Asteracea is, as of October 2020, still early in development and subject to change. However, there are a few main goals I want to enable with this framework that can be put into writing already:

  • Low boilerplate:

    Web components have a certain shape that's shared between each of them. Creating a new component shouldn't require a large amount of text to get started, so that the focus is on what the individual component does.

    A completely empty component, minus the outer macro call, can be written as concisely as E()()[]. This generates a (zero-size) model, a (practically empty) constructor and a render method that generates an empty element group - a VDOM node that results in no output. More complex components grow naturally from here.

    Formatting a value into the output can be as simple as !{value}. More on all this later.

  • Straightforward macros:

    While Asteracea relies heavily on procedural macros, these macros aren't magic. By and large, Asteracea does a copy-and-paste source code transformation. (Some dynamic defaults exist. Criticism is welcome.)

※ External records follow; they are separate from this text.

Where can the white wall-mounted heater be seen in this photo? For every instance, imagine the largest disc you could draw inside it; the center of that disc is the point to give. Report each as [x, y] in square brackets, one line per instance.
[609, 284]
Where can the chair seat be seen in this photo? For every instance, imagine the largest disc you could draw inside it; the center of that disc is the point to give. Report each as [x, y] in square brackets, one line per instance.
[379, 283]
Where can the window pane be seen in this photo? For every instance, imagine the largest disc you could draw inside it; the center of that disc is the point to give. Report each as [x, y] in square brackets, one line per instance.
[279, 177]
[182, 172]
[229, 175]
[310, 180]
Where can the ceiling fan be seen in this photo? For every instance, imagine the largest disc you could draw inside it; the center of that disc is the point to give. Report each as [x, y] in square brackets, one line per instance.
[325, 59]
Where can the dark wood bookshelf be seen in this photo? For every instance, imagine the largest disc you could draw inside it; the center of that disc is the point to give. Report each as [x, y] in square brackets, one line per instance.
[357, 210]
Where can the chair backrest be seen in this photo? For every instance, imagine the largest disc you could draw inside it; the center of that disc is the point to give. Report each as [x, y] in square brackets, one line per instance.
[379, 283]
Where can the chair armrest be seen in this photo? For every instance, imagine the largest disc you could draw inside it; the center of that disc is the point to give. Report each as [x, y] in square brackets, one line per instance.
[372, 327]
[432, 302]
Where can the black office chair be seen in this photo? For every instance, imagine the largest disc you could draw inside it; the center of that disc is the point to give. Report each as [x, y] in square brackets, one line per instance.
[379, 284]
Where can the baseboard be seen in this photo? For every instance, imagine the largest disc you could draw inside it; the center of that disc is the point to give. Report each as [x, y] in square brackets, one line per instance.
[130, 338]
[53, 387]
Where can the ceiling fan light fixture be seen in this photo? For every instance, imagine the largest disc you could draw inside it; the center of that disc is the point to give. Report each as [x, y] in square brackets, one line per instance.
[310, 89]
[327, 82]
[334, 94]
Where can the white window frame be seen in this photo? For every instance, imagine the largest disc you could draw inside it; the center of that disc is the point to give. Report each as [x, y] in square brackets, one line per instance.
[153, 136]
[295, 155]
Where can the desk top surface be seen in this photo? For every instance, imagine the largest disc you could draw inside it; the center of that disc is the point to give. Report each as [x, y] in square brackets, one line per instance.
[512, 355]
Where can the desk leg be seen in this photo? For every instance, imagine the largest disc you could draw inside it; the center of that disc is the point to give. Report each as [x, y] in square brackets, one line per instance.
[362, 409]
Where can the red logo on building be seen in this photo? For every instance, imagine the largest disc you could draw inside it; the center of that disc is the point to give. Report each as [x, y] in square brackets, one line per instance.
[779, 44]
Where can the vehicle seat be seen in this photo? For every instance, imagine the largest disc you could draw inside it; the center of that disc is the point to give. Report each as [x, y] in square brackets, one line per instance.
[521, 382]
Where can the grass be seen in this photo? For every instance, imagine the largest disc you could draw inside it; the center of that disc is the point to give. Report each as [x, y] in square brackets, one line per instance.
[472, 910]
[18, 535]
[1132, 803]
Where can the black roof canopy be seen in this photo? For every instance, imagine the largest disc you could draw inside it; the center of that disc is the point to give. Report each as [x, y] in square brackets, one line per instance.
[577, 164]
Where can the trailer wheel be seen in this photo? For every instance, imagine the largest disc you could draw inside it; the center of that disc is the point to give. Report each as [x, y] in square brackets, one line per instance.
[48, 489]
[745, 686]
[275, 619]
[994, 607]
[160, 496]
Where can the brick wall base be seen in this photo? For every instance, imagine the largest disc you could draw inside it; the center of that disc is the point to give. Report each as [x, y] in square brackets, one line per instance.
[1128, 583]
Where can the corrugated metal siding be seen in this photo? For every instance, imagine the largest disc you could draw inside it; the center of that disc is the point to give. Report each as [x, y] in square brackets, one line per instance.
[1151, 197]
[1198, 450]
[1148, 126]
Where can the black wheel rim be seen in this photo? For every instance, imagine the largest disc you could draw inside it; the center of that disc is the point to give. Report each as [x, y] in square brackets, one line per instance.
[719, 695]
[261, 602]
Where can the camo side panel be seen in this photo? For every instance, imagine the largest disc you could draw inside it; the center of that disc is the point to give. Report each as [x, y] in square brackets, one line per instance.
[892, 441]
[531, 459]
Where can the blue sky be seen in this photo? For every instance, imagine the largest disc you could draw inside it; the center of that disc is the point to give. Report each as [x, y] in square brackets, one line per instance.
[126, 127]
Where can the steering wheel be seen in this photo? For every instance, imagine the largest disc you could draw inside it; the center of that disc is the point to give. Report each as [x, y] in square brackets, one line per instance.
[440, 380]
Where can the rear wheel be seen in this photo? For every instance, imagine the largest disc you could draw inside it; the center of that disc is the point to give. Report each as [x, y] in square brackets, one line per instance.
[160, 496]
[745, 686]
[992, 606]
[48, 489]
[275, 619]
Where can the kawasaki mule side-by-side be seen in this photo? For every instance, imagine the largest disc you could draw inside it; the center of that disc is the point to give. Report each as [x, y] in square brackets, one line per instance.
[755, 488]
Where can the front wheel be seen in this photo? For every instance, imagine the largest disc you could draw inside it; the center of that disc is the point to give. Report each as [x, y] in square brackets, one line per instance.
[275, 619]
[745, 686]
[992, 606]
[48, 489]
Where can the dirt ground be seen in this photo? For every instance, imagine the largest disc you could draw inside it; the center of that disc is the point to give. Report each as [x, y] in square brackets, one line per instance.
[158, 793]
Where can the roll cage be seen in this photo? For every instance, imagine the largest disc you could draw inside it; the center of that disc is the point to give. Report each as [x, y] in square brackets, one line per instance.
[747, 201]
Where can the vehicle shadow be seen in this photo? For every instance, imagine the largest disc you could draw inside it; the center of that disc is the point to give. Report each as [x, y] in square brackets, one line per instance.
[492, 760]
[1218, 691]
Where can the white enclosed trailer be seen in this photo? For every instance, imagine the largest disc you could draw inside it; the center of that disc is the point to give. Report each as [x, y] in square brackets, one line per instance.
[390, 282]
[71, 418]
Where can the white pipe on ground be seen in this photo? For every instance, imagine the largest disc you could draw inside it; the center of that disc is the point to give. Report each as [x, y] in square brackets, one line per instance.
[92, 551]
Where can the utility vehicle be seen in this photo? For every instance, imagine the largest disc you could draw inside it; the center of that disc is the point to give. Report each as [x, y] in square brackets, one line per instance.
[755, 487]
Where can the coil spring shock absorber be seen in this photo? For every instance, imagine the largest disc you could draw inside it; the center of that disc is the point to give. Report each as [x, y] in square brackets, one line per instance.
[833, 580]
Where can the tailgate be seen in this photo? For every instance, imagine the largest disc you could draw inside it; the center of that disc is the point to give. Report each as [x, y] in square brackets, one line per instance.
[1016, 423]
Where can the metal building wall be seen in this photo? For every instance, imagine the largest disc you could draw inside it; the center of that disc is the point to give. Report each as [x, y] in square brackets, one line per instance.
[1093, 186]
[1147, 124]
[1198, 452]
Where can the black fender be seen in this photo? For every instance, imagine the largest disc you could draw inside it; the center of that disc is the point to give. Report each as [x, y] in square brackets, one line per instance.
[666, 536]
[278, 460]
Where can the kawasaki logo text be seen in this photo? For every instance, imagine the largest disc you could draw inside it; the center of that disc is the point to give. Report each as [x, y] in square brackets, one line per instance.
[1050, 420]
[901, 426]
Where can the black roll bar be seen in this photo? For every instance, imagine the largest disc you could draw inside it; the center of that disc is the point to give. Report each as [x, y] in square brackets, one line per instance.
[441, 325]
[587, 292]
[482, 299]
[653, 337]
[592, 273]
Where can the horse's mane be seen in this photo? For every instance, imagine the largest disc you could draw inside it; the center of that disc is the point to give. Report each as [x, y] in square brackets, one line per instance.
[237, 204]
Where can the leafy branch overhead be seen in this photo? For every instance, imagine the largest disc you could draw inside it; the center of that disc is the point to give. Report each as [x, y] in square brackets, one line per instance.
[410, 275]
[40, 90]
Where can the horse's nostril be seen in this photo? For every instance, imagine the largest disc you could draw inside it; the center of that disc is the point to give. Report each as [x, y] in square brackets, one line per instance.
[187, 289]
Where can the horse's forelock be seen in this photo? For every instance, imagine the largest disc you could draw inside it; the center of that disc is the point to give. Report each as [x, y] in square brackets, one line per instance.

    Code spans are preserved as much as possible, so if the input is valid to Asteracea but the output is invalid Rust, the relevant errors and warnings will appear in matching locations on the macro input.

  • Inclusive runtime:

    At some point during development, Twitter made its new web interface mandatory for all users. As of October 2020, it is still quite heavy (topping about:perfomance in Firefox by a wide margin alongside YouTube), loads slowly, is next to impossible to style, occasionally glitchy and does not work whatsoever without JavaScript enabled.

    Asteracea can't take care of all of these things for you, but I'm proud to announce that serverside-rendering and static site generation are supported without specifically adjusting the application code. The clientside version of the app can then hydrate the existing DOM structure, whether seamlessly or with additional content not included in the static version.

    Asteracea has no signature pattern aside from capitalising element names (which saves on some runtime branching). Generated HTML and DOM are structured as if written by hand.

  • Balancing safety, simplicity and generality:

    Asteracea inherits its safety and lifetime model from Rust, with the one part not validated by the compiler being the render loop, external to the core framework and main application code. This is due to interaction with the browser DOM at this point, though a different implementation using FinalizationRegistry may be possible there.

    The targeted application model is optionally threaded, which means components and event handlers aren't required to be Send or Sync, but can meaningfully be so.

    Event handlers are only required to be valid for one render cycle (though reusing closures is encouraged and done by the basic event handler syntax). Component instances are required to outlive event handlers, but their lifetime is otherwise unconstrained by default. In particular, you can usually drop component instances before their rendered VDOM iff they don't register event handlers.

    Any expression between curly brackets ({}) in the templates is plain old Rust: The code is always¹ pasted verbatim and you can use any and all Rust features in those locations.

    ¹ This is technically only effectively true: A small but limited find-and-replace transformation is applied to event handlers to enable using self within them. It should match expected Rust behaviour under all circumstances, though.

    Asteracea is named after the family of Asteraceae, which contains very spectacular as well as very inconspicuous, but generally quite practical flowers. My hope is that this set of libraries will eventually be used for a similarly wide range of applications.